1. Sofern der Geschädigte die Mietwagenrechnung bereits bezahlt hat oder die unbezahlte Mietwagenforderung selbst gegen den Schädiger durchsetzt, indiziert die Rechnung die erforderlichen Kosten.
2. Die Schätzung erforderlicher Mietwagenkosten kann anhand der Schwacke-Liste Automietpreisspiegel erfolgen.
3. Der Verweis der Beklagten auf die Fraunhofer-Liste und Internetbeispiele ist kein konkreter Sachvortrag gegen die Anwendung der Schwacke-Liste.
4. Ein unfallbedingter Aufschlag auf den Normaltarif ist bei Eilbedürftigkeit der Anmietung gerechtfertigt.
5. Die Geschädigten verstießen nicht gegen ihre Pflicht zur Schadengeringhaltung, weil sie die Vermittlung von Ersatzfahrzeugen durch die Beklagte ignorierten.

Zusammenfassung: Das AG Köln schätzt erforderliche Kosten mittels Schwacke und lehnt die Verwendbarkeit der Fraunhofer-Liste ab. Inhalte vorgelegter Internetscreenshots sind nicht vergleichbar und daher kein konkreter Sachvortrag. Die Anrufe und Schreiben der Beklagten zur Direktvermittlung von Ersatzwagen waren unkonkret. Es fehlte die Angabe des konkret anzumietenden Fahrzeuges und eine ausreichende Reduzierung der Haftung im Schadenfall. Daher konnten die Geschädigten bei der Klägerin anmieten und dieser sind die erforderlichen Kosten vom Haftpflichtversicherer zu ersetzen.

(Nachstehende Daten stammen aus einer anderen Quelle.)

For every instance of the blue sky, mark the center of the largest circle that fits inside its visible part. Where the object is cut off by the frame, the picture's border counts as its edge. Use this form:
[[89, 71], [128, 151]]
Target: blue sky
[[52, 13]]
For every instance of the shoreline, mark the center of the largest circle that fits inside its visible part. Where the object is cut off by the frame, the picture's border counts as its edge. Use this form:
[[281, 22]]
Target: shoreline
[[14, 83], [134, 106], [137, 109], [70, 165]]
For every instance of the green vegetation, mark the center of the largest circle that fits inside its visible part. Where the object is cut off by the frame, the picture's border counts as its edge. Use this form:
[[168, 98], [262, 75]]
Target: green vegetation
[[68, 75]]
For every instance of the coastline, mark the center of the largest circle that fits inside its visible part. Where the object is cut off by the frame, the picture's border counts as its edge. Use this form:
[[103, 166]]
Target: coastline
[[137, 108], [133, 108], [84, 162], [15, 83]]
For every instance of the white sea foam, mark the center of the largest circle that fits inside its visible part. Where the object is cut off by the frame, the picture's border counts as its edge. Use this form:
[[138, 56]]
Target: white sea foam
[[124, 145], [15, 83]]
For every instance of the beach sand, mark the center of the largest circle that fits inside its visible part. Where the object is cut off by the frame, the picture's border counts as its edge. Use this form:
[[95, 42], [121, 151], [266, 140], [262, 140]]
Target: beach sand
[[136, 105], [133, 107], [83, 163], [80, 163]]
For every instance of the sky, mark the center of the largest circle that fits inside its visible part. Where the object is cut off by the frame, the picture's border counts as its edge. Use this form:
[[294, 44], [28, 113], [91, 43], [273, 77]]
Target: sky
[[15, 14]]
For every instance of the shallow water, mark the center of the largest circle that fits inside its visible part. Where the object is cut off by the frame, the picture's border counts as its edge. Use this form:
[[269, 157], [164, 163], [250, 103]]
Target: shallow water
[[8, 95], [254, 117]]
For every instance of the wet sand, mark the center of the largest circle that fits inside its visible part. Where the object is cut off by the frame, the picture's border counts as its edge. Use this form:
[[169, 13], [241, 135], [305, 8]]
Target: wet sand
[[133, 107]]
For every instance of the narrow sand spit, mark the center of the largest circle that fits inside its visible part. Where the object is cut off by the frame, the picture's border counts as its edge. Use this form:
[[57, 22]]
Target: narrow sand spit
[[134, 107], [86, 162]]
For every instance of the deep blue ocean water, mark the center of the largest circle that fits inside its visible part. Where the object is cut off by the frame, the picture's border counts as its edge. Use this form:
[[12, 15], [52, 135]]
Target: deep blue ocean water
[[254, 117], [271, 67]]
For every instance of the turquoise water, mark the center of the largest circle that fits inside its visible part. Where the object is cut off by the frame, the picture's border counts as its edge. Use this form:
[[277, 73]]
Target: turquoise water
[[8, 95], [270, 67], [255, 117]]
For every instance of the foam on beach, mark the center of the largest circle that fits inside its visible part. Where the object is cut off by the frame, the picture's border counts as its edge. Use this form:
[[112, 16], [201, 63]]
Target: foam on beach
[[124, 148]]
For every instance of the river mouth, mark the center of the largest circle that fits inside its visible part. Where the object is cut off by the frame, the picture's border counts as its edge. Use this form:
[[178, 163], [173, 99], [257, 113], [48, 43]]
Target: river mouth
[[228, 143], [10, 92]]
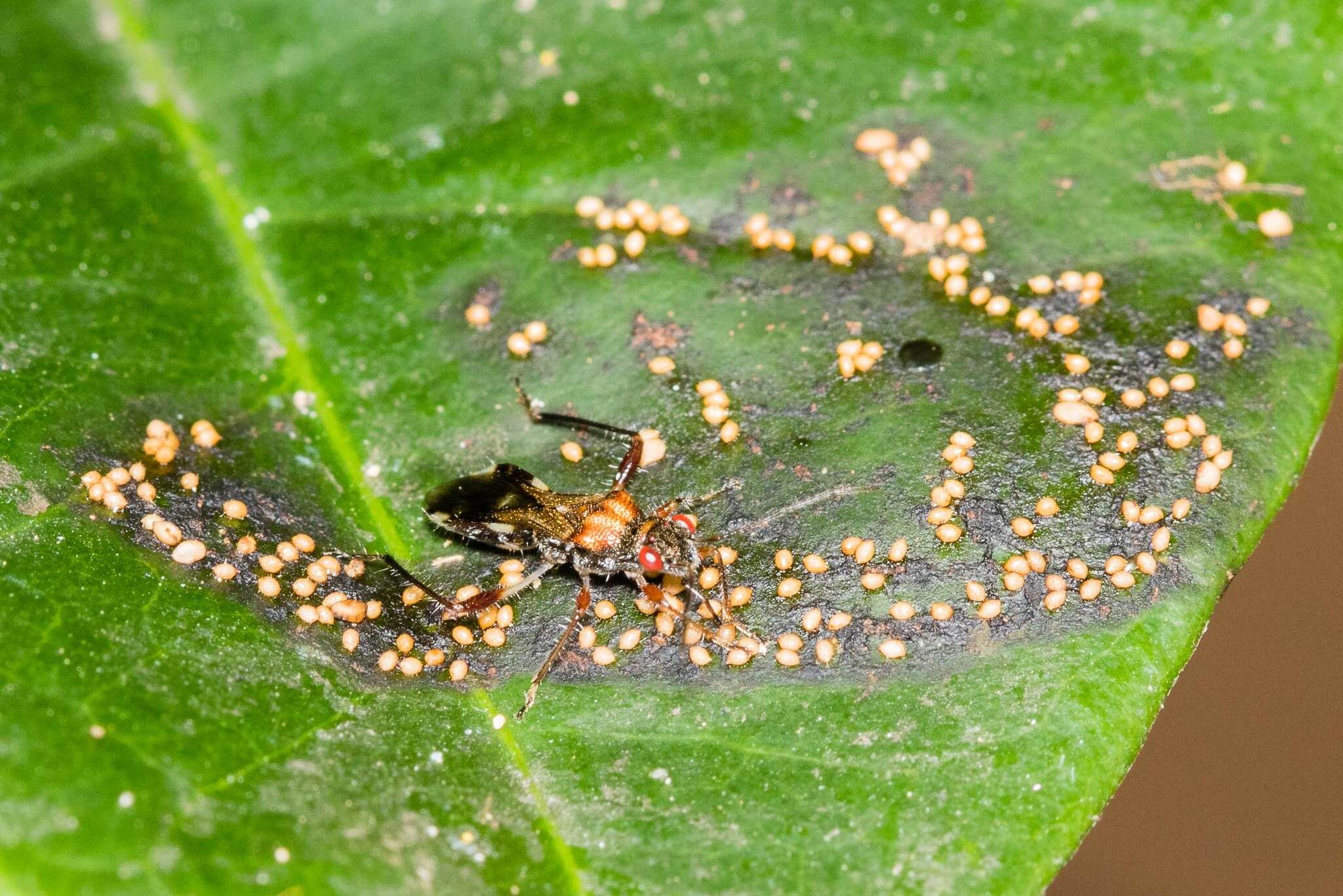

Bedeutung für die Praxis: Das Gericht stellt zunächst fest, dass der Geschädigte entgegen der Auffassung der Beklagten vor Anmietung nicht zur Erforschung des Marktes verpflichtet ist und keine überobligatorischen Anstrengungen für den Schädiger unternehmen muss, für ihn zu sparen. Auch wenn das Gericht die Schwacke-Liste anwendet und die Nebenkosten für Kasko, Winterreifen, Zustellung, Zusatzfahrer und Navigation zuspricht, verwehrt es für die allermeisten Schadenfälle den unfallbedingten Aufschlag. Denn es macht diesen abhängig von der Eil- und Notsituation. Das Gericht verkennt hier, dass der Aufschlag im Rahmen der Erforderlichkeit nach § 249 zu gewähren und an der Stelle eine Diskussion des § 254 BGB fehlerhaft ist. Denn es geht hier nicht um den Unfallersatztarif, sondern um typische Zusatzleistungen des Vermieters, die erforderlich sind, damit der Geschädigte überhaupt eine Ersatzmobilität erhalten kann, auch wenn er beispielsweise nicht in der Lage ist, eine Kaution zu stellen oder die Miete selbst vorzufinanzieren. Stattdessen verlangt das Gericht für einen unfallbedingten Aufschlag den Vortrag des Klägers, dass dem Geschädigten keine günstigeren Tarife zur Verfügung gestanden haben. Laut BGH ist dieser Nachweis jedoch nur notwendig, wenn es sich um einen Unfallersatztarif handelt, der teurer ist als ein Marktpreis zuzüglich Aufschlag.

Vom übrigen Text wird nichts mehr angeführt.